Diesmal beschreibt Simon Beckett nicht seitenlang die einzelnen Verwesungsstadien einer Leiche oder die Verstümmelungen die dem Opfer zugefügt wurden. Wobei ich das schon echt etwas vermisst habe (ja, ich mag solche Beschreibungen und finde sie mitunter auch noch sehr lehrreich). In diesem Thriller dreht sich die Geschichte vielmehr um die psychische Seite des Hauptverdächtigen und der Angst des Lesers.
Wiedereinmal gerät David Hunter in Situationen, die nicht nur ihm, sondern auch dem Leser Panik entlocken.

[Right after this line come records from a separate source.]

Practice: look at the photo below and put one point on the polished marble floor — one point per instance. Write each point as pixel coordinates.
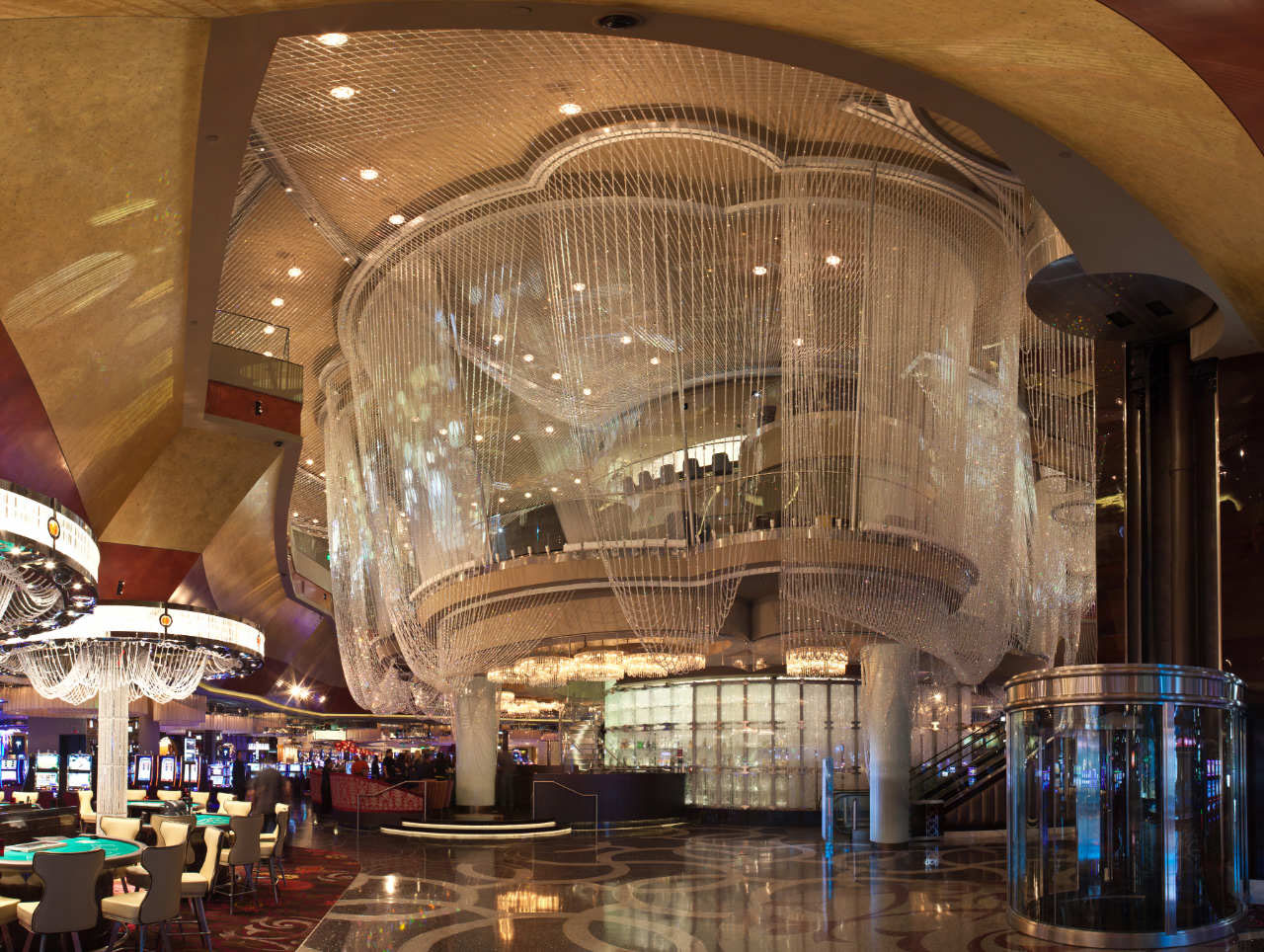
(694, 888)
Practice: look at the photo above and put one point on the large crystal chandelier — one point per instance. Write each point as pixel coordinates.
(124, 651)
(48, 563)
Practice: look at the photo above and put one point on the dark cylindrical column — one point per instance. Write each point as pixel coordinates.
(1173, 521)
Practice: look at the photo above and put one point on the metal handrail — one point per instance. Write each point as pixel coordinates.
(596, 799)
(425, 802)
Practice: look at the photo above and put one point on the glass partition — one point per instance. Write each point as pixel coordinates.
(1125, 804)
(744, 743)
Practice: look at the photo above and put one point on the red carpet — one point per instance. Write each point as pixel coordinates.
(315, 879)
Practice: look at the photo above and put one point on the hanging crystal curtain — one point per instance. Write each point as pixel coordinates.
(434, 343)
(660, 251)
(375, 674)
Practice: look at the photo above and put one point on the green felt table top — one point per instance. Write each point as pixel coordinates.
(114, 848)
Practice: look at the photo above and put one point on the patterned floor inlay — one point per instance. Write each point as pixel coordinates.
(735, 889)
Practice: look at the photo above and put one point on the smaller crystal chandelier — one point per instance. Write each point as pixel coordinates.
(817, 662)
(600, 666)
(662, 664)
(48, 563)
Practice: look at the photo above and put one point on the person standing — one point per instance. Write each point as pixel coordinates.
(266, 793)
(239, 776)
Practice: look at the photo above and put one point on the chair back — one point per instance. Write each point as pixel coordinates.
(213, 834)
(165, 865)
(68, 903)
(238, 808)
(118, 827)
(282, 827)
(245, 846)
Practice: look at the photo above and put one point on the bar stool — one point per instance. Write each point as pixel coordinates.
(197, 887)
(271, 846)
(86, 815)
(156, 906)
(172, 831)
(68, 903)
(243, 853)
(118, 829)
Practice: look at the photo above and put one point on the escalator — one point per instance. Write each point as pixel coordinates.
(944, 788)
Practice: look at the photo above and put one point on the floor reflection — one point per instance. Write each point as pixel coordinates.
(694, 888)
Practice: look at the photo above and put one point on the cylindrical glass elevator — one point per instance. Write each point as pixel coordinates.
(1127, 804)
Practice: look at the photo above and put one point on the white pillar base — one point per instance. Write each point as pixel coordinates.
(475, 722)
(886, 698)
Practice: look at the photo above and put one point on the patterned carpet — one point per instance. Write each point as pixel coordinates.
(315, 880)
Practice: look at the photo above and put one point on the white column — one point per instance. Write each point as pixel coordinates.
(475, 721)
(112, 750)
(886, 700)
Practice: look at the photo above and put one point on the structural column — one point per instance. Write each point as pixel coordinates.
(886, 698)
(475, 722)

Ob er nun in der Dunkelheit von einem Unbekannten gejagt wird, oder in einer engen Felsspalte unter der Erde feststeckt, er ist ein wahrer Meister darin, in bedrohliche Situationen zu geraten.

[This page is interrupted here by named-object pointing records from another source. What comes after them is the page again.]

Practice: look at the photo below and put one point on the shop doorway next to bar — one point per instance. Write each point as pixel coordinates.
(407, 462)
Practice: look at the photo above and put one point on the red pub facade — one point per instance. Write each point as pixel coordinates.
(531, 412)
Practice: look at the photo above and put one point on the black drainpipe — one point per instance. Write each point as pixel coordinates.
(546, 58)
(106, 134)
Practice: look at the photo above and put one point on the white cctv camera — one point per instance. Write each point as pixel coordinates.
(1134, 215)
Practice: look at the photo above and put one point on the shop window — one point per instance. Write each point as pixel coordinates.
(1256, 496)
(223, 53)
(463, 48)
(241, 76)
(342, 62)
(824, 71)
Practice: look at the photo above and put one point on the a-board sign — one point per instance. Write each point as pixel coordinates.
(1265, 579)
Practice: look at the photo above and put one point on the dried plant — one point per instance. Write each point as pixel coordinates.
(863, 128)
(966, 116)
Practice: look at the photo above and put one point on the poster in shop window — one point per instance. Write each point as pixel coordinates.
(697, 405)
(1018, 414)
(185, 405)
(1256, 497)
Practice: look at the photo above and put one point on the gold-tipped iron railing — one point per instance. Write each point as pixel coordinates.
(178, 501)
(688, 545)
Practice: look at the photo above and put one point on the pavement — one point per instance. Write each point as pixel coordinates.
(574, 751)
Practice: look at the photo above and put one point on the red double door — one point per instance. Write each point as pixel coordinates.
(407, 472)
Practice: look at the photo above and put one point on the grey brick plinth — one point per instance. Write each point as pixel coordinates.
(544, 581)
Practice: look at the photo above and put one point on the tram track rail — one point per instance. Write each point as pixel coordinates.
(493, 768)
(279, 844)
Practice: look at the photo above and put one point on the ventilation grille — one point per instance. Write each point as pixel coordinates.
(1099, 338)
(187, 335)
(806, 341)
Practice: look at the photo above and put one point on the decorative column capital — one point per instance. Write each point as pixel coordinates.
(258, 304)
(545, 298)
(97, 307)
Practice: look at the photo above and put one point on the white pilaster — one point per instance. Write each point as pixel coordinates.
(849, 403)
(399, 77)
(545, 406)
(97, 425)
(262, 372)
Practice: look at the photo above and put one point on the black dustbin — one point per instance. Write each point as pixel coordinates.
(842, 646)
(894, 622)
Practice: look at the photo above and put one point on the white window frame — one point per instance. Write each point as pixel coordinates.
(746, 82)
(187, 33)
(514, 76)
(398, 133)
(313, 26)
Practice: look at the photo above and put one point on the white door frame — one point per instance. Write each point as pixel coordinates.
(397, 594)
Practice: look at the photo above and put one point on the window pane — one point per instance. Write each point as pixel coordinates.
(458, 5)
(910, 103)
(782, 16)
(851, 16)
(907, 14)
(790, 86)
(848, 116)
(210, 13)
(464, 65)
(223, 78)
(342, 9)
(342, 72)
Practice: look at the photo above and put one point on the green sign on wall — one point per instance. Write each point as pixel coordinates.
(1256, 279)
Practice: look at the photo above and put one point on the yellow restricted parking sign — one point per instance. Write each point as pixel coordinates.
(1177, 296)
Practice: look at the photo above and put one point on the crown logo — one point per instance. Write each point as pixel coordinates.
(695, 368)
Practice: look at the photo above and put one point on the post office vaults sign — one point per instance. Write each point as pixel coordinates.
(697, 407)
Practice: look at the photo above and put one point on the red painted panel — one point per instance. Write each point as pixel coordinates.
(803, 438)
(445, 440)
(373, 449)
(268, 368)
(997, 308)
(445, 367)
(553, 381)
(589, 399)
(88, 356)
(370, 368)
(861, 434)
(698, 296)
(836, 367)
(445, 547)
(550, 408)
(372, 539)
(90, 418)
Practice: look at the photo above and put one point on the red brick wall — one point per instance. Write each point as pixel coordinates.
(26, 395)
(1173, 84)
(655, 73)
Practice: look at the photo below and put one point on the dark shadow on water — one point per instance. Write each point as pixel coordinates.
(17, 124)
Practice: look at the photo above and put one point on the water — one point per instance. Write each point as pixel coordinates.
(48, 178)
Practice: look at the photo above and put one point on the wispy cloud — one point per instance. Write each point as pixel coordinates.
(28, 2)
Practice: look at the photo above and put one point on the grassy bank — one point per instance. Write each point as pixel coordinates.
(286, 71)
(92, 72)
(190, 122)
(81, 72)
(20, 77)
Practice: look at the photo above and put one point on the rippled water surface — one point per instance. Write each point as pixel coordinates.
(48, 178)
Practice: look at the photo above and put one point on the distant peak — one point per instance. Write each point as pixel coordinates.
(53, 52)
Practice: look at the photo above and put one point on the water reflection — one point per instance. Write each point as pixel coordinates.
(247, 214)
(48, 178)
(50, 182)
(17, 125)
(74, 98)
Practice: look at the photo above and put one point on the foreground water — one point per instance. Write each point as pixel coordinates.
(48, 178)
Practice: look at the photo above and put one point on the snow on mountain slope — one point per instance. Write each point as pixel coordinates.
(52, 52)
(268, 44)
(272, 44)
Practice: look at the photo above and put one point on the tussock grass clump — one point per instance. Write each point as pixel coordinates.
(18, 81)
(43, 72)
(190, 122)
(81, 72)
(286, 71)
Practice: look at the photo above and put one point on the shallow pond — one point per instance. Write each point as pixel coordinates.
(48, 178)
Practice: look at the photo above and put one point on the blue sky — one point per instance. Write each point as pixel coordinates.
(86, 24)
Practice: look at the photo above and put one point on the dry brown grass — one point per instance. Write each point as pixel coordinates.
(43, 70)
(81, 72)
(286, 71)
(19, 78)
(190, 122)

Am Anfang wird in einer Rückblende von den vor acht Jahren begangenen Morden erzählt. In dem Zusammenhang erfährt man ebenfalls, wie es zu dem schrecklichen Unfall von Hunters Frau und Tochter gekommen ist und in welcher Verbindung er zu den weiteren Charekteren im Buch steht.
So wie der Hauptverdächtige gekonnt falsche Fährten für die Polizeit legt, führt auch Simon Beckett den Leser des öfteren auf die vermeindlich richtige Spur. Doch wie in den vorhergegangenen Büchern, erweist sich das als großer Irrtum...

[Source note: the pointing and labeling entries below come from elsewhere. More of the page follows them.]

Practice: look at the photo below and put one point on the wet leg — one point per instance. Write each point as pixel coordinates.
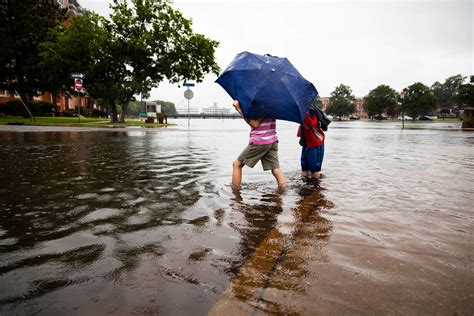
(236, 174)
(279, 177)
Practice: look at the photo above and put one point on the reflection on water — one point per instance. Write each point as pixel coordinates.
(275, 252)
(137, 222)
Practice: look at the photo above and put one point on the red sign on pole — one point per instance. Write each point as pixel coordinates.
(78, 84)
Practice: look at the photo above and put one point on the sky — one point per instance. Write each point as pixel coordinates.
(361, 44)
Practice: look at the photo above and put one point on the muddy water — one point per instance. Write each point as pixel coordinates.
(139, 221)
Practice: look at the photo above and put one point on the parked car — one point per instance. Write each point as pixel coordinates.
(425, 118)
(380, 117)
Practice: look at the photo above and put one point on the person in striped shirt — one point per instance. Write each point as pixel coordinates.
(263, 146)
(312, 142)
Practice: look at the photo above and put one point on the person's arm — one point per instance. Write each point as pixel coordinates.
(251, 122)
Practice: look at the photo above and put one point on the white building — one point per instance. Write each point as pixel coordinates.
(184, 110)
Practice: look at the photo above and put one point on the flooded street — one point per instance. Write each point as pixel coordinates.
(143, 221)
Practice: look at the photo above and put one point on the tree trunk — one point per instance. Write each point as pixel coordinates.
(113, 113)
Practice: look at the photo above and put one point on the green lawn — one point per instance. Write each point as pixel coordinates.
(73, 121)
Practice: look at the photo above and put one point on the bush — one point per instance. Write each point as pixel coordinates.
(69, 113)
(42, 108)
(14, 108)
(98, 113)
(85, 111)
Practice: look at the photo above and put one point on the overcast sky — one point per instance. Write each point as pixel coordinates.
(358, 43)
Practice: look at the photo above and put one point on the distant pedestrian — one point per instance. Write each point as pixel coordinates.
(263, 146)
(312, 142)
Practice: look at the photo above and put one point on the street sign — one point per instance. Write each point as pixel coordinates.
(188, 94)
(78, 85)
(77, 75)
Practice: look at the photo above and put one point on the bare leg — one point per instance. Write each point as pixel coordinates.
(236, 174)
(279, 177)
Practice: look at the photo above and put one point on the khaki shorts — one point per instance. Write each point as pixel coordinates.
(268, 154)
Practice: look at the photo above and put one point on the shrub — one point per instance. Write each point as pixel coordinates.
(14, 108)
(69, 113)
(98, 113)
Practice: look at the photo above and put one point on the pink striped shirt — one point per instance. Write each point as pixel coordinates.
(265, 133)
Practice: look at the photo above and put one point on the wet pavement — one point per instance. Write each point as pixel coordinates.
(136, 221)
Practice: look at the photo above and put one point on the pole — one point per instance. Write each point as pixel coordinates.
(79, 106)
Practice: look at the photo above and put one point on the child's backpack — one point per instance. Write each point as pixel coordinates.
(323, 120)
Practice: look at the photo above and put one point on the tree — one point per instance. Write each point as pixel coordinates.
(417, 100)
(382, 99)
(24, 25)
(465, 94)
(71, 48)
(155, 43)
(141, 45)
(444, 92)
(167, 108)
(341, 102)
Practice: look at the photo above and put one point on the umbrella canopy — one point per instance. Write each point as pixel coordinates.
(268, 86)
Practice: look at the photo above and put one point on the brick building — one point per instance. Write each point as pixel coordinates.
(62, 100)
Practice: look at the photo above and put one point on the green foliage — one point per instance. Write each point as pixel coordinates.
(143, 43)
(167, 108)
(382, 99)
(24, 25)
(465, 95)
(16, 108)
(341, 102)
(13, 108)
(42, 108)
(444, 92)
(418, 100)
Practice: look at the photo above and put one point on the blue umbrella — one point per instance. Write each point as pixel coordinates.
(268, 86)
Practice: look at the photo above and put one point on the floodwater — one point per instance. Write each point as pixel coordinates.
(143, 221)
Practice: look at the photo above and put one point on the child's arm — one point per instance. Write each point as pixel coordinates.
(251, 122)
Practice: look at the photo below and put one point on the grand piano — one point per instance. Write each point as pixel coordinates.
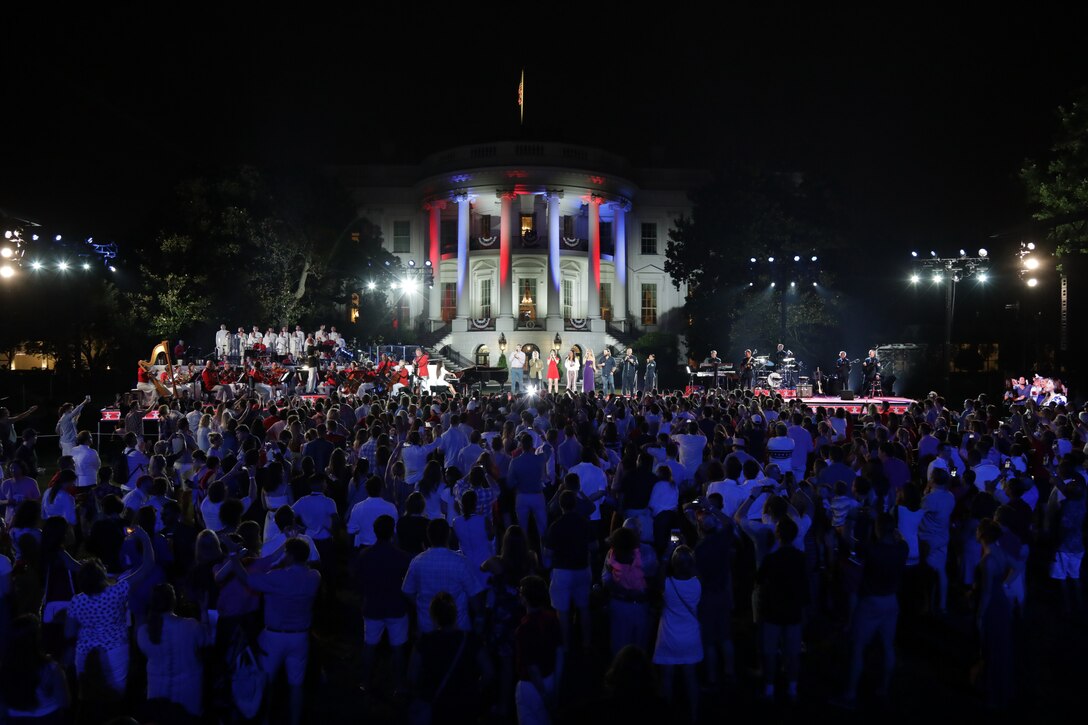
(480, 376)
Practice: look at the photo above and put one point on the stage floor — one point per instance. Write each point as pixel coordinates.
(858, 404)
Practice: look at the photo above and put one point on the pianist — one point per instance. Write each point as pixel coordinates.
(712, 364)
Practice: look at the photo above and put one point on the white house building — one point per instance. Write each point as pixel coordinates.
(532, 242)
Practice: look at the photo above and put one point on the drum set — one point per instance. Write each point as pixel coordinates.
(778, 376)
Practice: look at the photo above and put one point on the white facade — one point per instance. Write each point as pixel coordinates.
(531, 241)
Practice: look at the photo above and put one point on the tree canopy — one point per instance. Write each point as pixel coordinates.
(1058, 186)
(744, 214)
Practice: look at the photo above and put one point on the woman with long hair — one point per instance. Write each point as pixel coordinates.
(515, 562)
(553, 372)
(589, 371)
(172, 646)
(98, 618)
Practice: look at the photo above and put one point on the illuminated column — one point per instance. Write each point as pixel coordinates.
(462, 254)
(594, 298)
(506, 226)
(554, 273)
(434, 254)
(619, 257)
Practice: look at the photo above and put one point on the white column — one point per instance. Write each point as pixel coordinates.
(554, 272)
(506, 230)
(462, 255)
(594, 298)
(434, 254)
(619, 257)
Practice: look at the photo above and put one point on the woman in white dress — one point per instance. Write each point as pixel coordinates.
(679, 641)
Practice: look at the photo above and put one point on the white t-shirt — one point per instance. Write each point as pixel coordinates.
(363, 515)
(664, 496)
(592, 480)
(317, 512)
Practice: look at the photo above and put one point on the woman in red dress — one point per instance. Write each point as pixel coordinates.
(553, 373)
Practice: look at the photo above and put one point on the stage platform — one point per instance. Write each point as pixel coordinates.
(857, 405)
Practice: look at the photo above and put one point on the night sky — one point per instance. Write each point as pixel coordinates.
(919, 123)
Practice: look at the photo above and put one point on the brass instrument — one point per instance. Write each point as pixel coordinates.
(160, 389)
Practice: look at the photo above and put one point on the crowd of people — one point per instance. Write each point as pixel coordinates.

Leider kommt David Hunter wieder nicht zum Zuge, was die Frauen betrifft. Aber nun gut, es handelt sich ja auch um einen Thriller und nicht um einen Liebesroman ;)
Ich habe mich wie immer sehr unterhalten gefühlt und kann keinen negativen Kritikpunkt finden. Ausser vielleicht, dass Herr Beckett schneller schreiben muss, damit wir möglichst bald in den Genuss eines weiteren Dr. Hunter Buches kommen.